Close-up of a Canon EOS R1 camera, focusing on the camera's branding and body details. The image is predominantly dark, highlighting the camera's sleek design and lettering on the upper right side.

For example, even if you aren’t going to buy a Sony a1 II or a Nikon Z9 (or Z8) for any number of good reasons, people are still excited by those cameras. They are interested in them because they are a dream camera, something most people would love to get their hands on. They represent a technological achievement and promise to improve your photography or at least make getting the shots you want easier.

It’s relatively challenging to care about the R1 or even aspire to having one. If you don’t actively need it, it’s utterly forgettable. The line between “need” and “want” is rarely this solid with cameras. Flagship cameras historically inspire a sense of desire among amateur and enthusiast photographers, but the R1 doesn’t. It’s a camera you get because you’re invested in the Canon ecosystem, and you need what the R1 offers.

Close-up of a camera's open lens mount, showing the sensor inside. The camera body has textured black surface with an "EOS R1" label at the top. The sensor has a pinkish hue with a metallic ring surrounding it.

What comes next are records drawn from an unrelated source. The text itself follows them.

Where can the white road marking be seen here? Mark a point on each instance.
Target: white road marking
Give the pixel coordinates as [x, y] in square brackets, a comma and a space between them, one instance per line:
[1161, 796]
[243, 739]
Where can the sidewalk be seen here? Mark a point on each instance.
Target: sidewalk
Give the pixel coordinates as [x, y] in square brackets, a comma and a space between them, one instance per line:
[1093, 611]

While we aren’t publishing our complete voting breakdown for Camera of the Year, I put the EOS R1 last on my ballot. I was not the only one, either. Of the nine ballots cast, it finished last on six and in the top three on just a single ballot. I don’t know who voted how, but I’m not surprised by the results for the R1.

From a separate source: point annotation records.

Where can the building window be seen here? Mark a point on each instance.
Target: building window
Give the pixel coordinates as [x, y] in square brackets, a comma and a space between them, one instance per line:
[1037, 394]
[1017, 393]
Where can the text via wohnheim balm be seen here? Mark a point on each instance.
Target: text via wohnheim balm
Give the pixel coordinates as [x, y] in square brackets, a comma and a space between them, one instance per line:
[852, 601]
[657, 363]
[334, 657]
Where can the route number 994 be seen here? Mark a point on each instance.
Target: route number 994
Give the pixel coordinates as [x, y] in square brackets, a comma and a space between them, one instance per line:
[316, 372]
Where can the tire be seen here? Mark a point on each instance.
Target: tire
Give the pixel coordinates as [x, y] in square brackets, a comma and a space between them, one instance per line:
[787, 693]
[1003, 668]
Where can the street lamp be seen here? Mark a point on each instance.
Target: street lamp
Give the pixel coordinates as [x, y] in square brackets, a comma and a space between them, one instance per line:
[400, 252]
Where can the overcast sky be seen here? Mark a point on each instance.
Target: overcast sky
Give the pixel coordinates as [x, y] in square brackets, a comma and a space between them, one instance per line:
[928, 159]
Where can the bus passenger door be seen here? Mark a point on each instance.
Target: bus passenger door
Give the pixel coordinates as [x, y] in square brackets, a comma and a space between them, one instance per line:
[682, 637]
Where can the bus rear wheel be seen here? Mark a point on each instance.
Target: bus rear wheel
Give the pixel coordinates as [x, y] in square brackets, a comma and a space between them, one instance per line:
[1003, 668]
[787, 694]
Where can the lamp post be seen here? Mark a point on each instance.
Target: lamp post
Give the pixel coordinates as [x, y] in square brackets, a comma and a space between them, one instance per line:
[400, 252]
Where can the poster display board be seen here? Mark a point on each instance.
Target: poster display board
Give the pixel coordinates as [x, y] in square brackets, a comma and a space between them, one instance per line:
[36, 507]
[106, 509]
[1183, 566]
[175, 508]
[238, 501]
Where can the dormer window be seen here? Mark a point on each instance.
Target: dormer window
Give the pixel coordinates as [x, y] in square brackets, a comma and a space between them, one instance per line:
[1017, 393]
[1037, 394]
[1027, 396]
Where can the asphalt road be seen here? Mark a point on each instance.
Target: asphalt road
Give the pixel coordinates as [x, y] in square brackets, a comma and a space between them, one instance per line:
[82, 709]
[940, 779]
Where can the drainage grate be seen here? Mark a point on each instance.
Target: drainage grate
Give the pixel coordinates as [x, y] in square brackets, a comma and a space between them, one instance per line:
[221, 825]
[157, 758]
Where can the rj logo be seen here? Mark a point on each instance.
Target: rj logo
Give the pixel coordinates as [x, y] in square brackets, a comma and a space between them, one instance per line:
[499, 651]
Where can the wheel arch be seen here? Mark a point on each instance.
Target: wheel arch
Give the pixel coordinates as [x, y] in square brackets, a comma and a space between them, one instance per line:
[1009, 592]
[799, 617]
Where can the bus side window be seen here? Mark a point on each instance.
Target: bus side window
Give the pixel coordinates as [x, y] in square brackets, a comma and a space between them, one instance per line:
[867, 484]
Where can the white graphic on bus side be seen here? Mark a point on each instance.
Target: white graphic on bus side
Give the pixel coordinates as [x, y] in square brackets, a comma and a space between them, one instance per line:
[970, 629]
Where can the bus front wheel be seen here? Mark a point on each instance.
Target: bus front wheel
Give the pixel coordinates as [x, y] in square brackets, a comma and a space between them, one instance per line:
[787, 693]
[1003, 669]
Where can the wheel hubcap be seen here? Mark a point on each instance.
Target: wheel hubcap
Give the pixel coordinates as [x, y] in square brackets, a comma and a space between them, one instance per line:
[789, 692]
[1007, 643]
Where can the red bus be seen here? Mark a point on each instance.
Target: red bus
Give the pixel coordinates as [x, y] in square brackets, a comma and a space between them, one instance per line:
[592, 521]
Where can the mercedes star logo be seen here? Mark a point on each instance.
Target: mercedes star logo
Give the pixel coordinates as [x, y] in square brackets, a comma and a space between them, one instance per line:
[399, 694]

It isn’t just a megapixel thing, either, because the Sony a9 III is also an expensive 24-megapixel camera built explicitly for a niche audience. That camera took first place. The a9 III is exciting in a way the R1 isn’t. The a9 III is groundbreaking, and the R1, perhaps a victim of the long time it took to materialize, doesn’t do anything unexpected.

The EOS R5 II, which finished second in the final tally, received three first-place votes and only two voters had it outside the top three for 2024. In some rather significant ways, the R1 is a better camera than the R5 II, but not in ways that excite or inspire photographers. The R1 is the perfect tool for a limited and shrinking audience. But it is not a camera amateurs look at with the hope that one day they will have the money to buy it and the talent to take full advantage of it.

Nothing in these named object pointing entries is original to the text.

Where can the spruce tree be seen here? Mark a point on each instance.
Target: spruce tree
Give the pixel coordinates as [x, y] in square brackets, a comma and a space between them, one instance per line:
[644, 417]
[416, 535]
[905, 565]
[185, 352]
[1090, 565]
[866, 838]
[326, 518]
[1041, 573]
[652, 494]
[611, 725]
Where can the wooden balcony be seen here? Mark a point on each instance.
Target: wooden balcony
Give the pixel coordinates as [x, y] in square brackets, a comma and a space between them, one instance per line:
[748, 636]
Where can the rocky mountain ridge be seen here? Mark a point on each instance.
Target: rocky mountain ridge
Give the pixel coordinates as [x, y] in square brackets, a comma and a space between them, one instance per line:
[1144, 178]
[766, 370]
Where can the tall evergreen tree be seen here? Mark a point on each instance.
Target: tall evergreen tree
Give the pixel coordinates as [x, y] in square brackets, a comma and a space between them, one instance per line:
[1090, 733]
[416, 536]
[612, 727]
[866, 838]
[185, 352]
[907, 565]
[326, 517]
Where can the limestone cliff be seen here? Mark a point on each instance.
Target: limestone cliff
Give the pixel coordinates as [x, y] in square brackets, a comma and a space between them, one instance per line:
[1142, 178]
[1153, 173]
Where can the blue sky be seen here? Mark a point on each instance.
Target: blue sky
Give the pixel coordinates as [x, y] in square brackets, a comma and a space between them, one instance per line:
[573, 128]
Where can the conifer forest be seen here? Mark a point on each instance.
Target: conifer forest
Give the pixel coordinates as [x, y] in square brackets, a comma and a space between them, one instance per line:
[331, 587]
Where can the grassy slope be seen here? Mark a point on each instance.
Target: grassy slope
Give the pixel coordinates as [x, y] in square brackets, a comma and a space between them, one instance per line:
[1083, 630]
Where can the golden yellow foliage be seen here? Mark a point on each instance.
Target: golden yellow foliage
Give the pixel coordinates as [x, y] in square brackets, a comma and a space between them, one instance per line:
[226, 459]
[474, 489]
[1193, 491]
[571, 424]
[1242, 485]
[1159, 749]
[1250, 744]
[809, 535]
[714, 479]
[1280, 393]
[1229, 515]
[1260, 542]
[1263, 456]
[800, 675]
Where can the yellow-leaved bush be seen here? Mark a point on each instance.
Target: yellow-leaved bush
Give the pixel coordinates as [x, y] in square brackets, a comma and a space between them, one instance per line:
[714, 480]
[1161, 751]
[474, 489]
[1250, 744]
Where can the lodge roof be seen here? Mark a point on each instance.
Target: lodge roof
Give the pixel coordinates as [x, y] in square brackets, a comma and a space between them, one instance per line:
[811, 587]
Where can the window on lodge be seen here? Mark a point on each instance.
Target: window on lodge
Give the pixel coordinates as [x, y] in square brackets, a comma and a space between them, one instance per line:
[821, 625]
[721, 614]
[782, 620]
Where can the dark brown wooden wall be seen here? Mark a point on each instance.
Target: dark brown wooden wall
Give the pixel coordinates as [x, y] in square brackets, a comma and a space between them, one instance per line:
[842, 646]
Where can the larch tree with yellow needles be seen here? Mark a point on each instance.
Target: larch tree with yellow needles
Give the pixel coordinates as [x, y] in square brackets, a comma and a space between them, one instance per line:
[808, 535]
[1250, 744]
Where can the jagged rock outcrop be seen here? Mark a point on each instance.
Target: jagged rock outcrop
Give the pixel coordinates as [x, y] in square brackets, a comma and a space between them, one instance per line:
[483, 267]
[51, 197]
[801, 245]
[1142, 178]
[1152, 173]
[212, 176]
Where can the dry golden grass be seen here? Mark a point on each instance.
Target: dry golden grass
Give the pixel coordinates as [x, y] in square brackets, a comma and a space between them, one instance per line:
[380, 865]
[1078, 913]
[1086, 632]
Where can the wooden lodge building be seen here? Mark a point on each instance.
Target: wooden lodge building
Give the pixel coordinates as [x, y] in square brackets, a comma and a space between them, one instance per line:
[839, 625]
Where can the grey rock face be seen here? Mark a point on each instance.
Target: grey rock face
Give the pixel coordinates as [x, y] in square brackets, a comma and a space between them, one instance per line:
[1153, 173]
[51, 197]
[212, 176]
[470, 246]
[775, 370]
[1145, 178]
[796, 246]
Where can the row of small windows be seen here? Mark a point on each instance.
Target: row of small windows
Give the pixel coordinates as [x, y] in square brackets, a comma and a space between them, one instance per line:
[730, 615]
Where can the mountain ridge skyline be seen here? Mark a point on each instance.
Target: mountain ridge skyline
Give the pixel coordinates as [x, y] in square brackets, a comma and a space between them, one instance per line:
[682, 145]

A Canon EOS R1 camera against a dark background, partially illuminated to highlight its textured body and lens. The camera is positioned slightly to the right, with a focus on its logo and model name.

The Canon EOS R1 is simultaneously extremely powerful and woefully dull. Canon is doing a lot of exciting things, with excellent cameras like the R5 II and stellar new lenses like the RF 24-105mm f/2.8 L Z and RF 100-300mm f/2.8 L, but the company’s flagship camera is not among them. After casting my ballot, I remarked on our company chat that the R1 is a fantastic camera, but I could forget it exists and not be any worse for it. A flagship camera flying under the radar is utterly unprecedented. To Canon’s credit, it did release a camera many photographers long for in 2024; it just isn’t its flagship model.